= Thomas Bignold =

English businessman (1761–1835)

Thomas Bignold (1761–1835) was an English businessman. He was the founder of Norwich Union, now known as Aviva plc, one of the United Kingdom's largest insurance businesses.

==Career==
Born in Westerham, Kent, Thomas Bignold worked as an exciseman before moving to Norwich in the early 1780s. He became a wine and spirit merchant in 1785. In 1792, he was appointed secretary of the Norwich General Assurance Company.

He left Norwich General Assurance in 1797 to found the Norwich Union Fire Insurance Society with support from local shopkeepers. He appointed 500 local agents who helped him to expand the geographic coverage of the business; growth was also driven by his practice of offering profit sharing to fire insurance policy holders. He went on to found the Norwich Union Life Insurance Society in 1808.

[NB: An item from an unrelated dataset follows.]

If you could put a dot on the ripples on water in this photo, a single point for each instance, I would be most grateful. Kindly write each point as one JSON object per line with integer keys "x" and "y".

After 1815, the post-war recession started to bite and claims against the Society increased and he initially resisted many of those claims — some legitimately but others not. Eventually, his sons collaborated with the other directors to force him to retire.

In retirement,
"Bignold's situation had deteriorated and his eccentricity may have crossed the border with insanity. He had been made bankrupt and incarcerated in a debtor’s prison. He had taken an interest in the shoe industry, patenting the invention of revolving heels for ladies' shoes."

He was a churchwarden and freeman grocer. He died in 1835.

==Family==
By 1785 he had married Sarah Long and together they went on to have three sons and three daughters. His youngest son, Samuel, was his successor and later a Member of Parliament.